Hıristiyanlığın, yani İsevî dinden olan insanların belli başlı mezheplerini şöylece sıralamak mümkün: Katolik, Ortodoks, Protestan, Gregoryan, Anglikan...

Bu din ve mezhebe bağlı olanlar ile Müslümanlar arasında, geçmiş asırlarda çok büyük, çok kanlı savaşlar yaşandı. Haçlı Seferleri, bunların başında gelir.

Ancak, şu da bir gerçek ki, Birinci Dünya Savaşı ve bilhassa İstiklâl Harbinden sonra (1918) bu iki büyük dinin mensupları arasında "dinî inanç" odaklı zıtlaşmalar sebebiyle herhangi bir savaş yaşanmadı. II. Dünya Savaşına giren ve bundan zarar gören bir İslâm ülkesi yoktur, meselâ.

*

Yakın tarihteki gelişmelere baktığımızda, meselâ 1915'teki "tehcir hadisesi"nin arka plânında Müslümanların değil, gerçekte Dönmelerin ve Yahudilerin parmağını görüyoruz.

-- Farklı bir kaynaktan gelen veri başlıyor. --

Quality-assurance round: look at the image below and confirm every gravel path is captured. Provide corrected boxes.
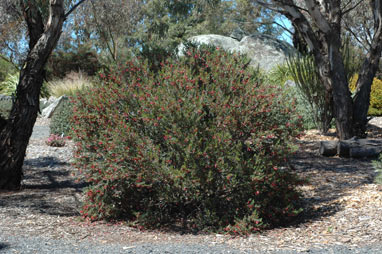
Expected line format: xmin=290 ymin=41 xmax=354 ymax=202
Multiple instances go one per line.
xmin=0 ymin=235 xmax=382 ymax=254
xmin=0 ymin=118 xmax=382 ymax=254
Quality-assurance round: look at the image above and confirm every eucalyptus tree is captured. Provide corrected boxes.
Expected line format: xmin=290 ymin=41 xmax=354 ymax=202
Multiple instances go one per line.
xmin=0 ymin=0 xmax=85 ymax=190
xmin=257 ymin=0 xmax=382 ymax=139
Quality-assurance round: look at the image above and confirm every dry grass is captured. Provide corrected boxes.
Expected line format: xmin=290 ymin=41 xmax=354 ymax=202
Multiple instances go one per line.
xmin=48 ymin=71 xmax=92 ymax=97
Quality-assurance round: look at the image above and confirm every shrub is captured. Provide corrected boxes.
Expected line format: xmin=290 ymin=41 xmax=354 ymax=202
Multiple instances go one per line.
xmin=287 ymin=55 xmax=333 ymax=133
xmin=73 ymin=48 xmax=300 ymax=233
xmin=47 ymin=71 xmax=91 ymax=97
xmin=46 ymin=45 xmax=102 ymax=80
xmin=349 ymin=74 xmax=382 ymax=116
xmin=49 ymin=97 xmax=73 ymax=136
xmin=45 ymin=134 xmax=66 ymax=147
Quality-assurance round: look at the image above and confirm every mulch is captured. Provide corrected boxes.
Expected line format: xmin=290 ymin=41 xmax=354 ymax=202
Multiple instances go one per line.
xmin=0 ymin=119 xmax=382 ymax=251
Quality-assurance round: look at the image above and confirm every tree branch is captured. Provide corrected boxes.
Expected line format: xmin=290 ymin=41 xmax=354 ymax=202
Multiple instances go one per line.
xmin=342 ymin=0 xmax=364 ymax=15
xmin=64 ymin=0 xmax=86 ymax=19
xmin=0 ymin=54 xmax=20 ymax=71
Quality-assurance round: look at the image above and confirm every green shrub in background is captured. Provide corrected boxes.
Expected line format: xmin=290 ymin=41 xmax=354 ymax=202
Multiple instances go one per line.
xmin=73 ymin=45 xmax=300 ymax=234
xmin=0 ymin=72 xmax=20 ymax=96
xmin=46 ymin=71 xmax=92 ymax=98
xmin=46 ymin=45 xmax=102 ymax=80
xmin=349 ymin=74 xmax=382 ymax=116
xmin=266 ymin=64 xmax=293 ymax=86
xmin=287 ymin=38 xmax=360 ymax=133
xmin=49 ymin=99 xmax=73 ymax=136
xmin=0 ymin=56 xmax=18 ymax=83
xmin=0 ymin=72 xmax=49 ymax=98
xmin=287 ymin=55 xmax=333 ymax=133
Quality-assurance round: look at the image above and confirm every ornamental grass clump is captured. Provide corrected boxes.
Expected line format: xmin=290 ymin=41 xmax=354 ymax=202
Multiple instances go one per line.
xmin=73 ymin=48 xmax=301 ymax=234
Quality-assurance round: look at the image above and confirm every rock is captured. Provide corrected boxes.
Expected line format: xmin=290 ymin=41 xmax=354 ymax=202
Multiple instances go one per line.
xmin=0 ymin=94 xmax=12 ymax=101
xmin=178 ymin=33 xmax=296 ymax=71
xmin=319 ymin=139 xmax=382 ymax=158
xmin=230 ymin=27 xmax=247 ymax=41
xmin=178 ymin=34 xmax=239 ymax=56
xmin=41 ymin=95 xmax=68 ymax=118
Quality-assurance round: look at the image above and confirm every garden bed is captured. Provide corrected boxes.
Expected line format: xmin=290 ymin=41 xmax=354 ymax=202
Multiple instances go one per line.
xmin=0 ymin=118 xmax=382 ymax=251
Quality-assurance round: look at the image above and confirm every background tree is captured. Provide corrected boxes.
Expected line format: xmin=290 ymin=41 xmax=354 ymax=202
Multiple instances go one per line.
xmin=0 ymin=0 xmax=85 ymax=190
xmin=257 ymin=0 xmax=382 ymax=139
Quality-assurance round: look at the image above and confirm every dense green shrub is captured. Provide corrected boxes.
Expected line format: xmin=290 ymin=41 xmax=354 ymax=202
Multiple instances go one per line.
xmin=46 ymin=71 xmax=92 ymax=97
xmin=46 ymin=45 xmax=102 ymax=80
xmin=287 ymin=55 xmax=333 ymax=133
xmin=0 ymin=72 xmax=19 ymax=96
xmin=49 ymin=97 xmax=73 ymax=136
xmin=73 ymin=46 xmax=300 ymax=233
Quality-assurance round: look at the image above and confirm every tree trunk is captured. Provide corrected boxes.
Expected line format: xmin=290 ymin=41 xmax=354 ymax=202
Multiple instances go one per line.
xmin=313 ymin=31 xmax=353 ymax=140
xmin=0 ymin=0 xmax=65 ymax=190
xmin=353 ymin=0 xmax=382 ymax=138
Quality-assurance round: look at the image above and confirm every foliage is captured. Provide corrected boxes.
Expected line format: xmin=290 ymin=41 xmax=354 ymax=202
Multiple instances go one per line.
xmin=267 ymin=64 xmax=293 ymax=86
xmin=46 ymin=45 xmax=102 ymax=80
xmin=349 ymin=74 xmax=382 ymax=116
xmin=0 ymin=56 xmax=16 ymax=83
xmin=373 ymin=154 xmax=382 ymax=184
xmin=0 ymin=72 xmax=19 ymax=96
xmin=287 ymin=55 xmax=333 ymax=133
xmin=49 ymin=96 xmax=73 ymax=136
xmin=46 ymin=71 xmax=92 ymax=97
xmin=45 ymin=134 xmax=66 ymax=147
xmin=73 ymin=46 xmax=300 ymax=234
xmin=0 ymin=100 xmax=12 ymax=119
xmin=286 ymin=38 xmax=360 ymax=133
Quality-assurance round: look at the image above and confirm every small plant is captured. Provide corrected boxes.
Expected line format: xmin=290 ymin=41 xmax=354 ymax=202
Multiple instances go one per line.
xmin=49 ymin=99 xmax=73 ymax=136
xmin=287 ymin=55 xmax=333 ymax=133
xmin=45 ymin=134 xmax=66 ymax=147
xmin=0 ymin=72 xmax=19 ymax=96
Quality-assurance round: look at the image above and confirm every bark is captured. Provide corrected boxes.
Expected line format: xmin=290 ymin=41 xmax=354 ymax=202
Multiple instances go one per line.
xmin=0 ymin=0 xmax=65 ymax=190
xmin=319 ymin=139 xmax=382 ymax=158
xmin=274 ymin=0 xmax=353 ymax=140
xmin=319 ymin=141 xmax=338 ymax=156
xmin=353 ymin=0 xmax=382 ymax=137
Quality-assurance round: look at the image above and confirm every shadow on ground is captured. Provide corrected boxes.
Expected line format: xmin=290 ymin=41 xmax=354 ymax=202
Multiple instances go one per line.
xmin=0 ymin=157 xmax=87 ymax=216
xmin=0 ymin=242 xmax=9 ymax=251
xmin=290 ymin=126 xmax=382 ymax=225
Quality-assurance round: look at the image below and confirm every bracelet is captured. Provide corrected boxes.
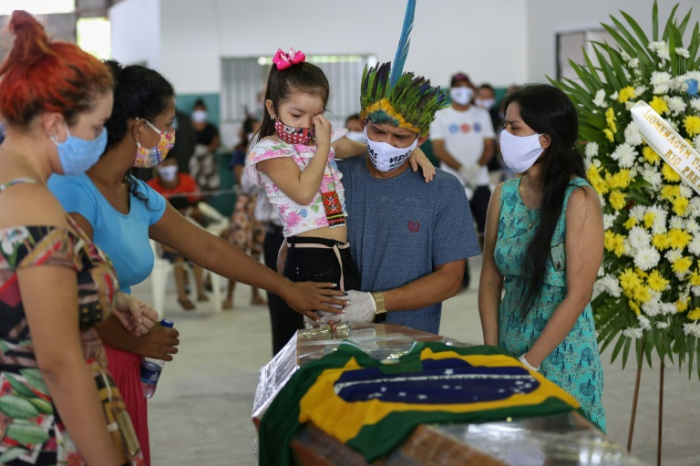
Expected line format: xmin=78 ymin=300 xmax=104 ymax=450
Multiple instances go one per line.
xmin=372 ymin=291 xmax=386 ymax=315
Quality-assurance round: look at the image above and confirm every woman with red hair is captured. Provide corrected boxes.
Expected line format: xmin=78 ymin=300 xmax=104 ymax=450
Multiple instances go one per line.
xmin=0 ymin=11 xmax=155 ymax=466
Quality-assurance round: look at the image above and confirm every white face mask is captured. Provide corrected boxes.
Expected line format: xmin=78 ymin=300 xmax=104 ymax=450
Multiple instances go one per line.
xmin=345 ymin=131 xmax=367 ymax=144
xmin=365 ymin=127 xmax=418 ymax=172
xmin=192 ymin=110 xmax=207 ymax=123
xmin=450 ymin=86 xmax=474 ymax=105
xmin=501 ymin=131 xmax=544 ymax=173
xmin=474 ymin=99 xmax=496 ymax=110
xmin=158 ymin=165 xmax=177 ymax=183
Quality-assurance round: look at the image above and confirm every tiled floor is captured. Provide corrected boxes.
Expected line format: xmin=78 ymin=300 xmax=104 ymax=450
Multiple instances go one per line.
xmin=134 ymin=261 xmax=700 ymax=466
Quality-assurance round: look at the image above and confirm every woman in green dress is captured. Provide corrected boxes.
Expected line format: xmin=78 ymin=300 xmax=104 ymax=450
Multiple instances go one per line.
xmin=479 ymin=84 xmax=605 ymax=430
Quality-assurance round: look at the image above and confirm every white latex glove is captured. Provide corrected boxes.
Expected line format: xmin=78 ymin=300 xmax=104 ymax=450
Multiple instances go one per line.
xmin=518 ymin=354 xmax=540 ymax=372
xmin=459 ymin=163 xmax=481 ymax=189
xmin=319 ymin=290 xmax=377 ymax=324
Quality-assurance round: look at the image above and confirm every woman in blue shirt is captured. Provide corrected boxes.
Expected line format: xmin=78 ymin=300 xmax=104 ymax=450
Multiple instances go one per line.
xmin=49 ymin=62 xmax=345 ymax=462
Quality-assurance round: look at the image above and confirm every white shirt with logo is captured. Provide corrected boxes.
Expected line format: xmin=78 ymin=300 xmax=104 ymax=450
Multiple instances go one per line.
xmin=430 ymin=105 xmax=496 ymax=186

Yahudiler ve bilhassa Siyonist kesim, daima Müslümanlar ile Hıristiyanları karşı karşıya getirterek, dahası onları çatıştırmak sûretiyle rahat etme, hatta keyif çatma emelinde olmuşlardır.

*

Esasen, günümüz Türkiye'sinde ve hatta dünya genelinde, Müslümanlarla İsevî Hıristiyanlar arasında din-mezhep odaklı herhangi bir tartışma, sürtüşme, çekişme söz konusu değildir. Meselâ, tutup da neyin kavgasını yapacaklar?

*

Günümüz itibariyle yüz binlerce, hatta milyonlarca dindaşımız çeşitli Hıristiyan ülkelerinde huzur ve barış içinde yaşıyorlar?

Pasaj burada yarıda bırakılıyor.